In [1]:
import pandas as pd
from sklearn.preprocessing import MultiLabelBinarizer
from sklearn.decomposition import PCA
from sklearn.cluster import KMeans

In [2]:
movies = pd.read_csv('movies_metadata_withcomponents.csv')

In [12]:
# Drop the remaining NaN values
# movies.dropna(inplace = True)
# movies.to_csv('movies_metadata_withcomponents.csv', index=False)

In [3]:
def get_numbers(str):
    """Return the integer numbers from a string in an array format."""
    arr = str.replace(',','').replace('{','').replace('}','').replace('[','').replace(']','').split()
    arr = [int(s) for s in arr if s.isdigit()]
    return arr

def get_country_codes(str):
    """Return the codes of the countries from a string."""
    arr = str.replace(',','').replace('{','').replace('}','').replace('[','').replace(']','').replace("'", "").split()
    arr = [s for s in arr if country_codes['Code'].str.contains(s).any()]
    return arr

In [4]:
# Convert these to arrays
country_codes = pd.read_csv('country_codes.csv')

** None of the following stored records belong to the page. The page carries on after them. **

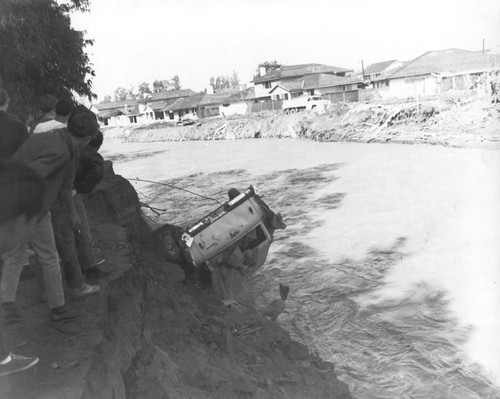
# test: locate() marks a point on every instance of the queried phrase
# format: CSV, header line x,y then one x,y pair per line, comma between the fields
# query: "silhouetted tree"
x,y
40,52
120,94
176,83
224,83
144,88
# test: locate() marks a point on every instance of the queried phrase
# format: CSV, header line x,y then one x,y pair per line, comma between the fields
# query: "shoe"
x,y
86,290
95,273
61,314
11,313
15,363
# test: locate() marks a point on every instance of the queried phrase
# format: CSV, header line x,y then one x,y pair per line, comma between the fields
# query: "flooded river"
x,y
391,251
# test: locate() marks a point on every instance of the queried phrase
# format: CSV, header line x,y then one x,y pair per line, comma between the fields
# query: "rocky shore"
x,y
448,121
149,336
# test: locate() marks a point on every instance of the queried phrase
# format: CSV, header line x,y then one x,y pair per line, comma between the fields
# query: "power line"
x,y
178,188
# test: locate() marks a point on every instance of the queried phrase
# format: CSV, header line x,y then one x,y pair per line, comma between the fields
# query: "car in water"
x,y
237,234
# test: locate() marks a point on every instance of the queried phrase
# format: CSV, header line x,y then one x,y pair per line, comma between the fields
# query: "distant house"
x,y
436,72
183,106
160,102
226,103
289,75
336,88
124,112
153,107
373,71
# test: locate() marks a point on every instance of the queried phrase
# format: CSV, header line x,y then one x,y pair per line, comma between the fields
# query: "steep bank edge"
x,y
162,339
454,122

movies['genres'] = movies['genres'].apply(lambda str: get_numbers(str))
movies['production_companies'] = movies['production_companies'].apply(lambda str: get_numbers(str))
movies['production_countries'] = movies['production_countries'].apply(lambda str: get_country_codes(str)) # This takes time

In [5]:
# Get dummies
mlb = MultiLabelBinarizer()
genres = pd.DataFrame(mlb.fit_transform(movies['genres']), columns=mlb.classes)

mlb = MultiLabelBinarizer()
production_companies = pd.DataFrame(mlb.fit_transform(movies['production_companies']), columns=mlb.classes)

mlb = MultiLabelBinarizer()
production_countries = pd.DataFrame(mlb.fit_transform(movies['production_countries']), columns=mlb.classes)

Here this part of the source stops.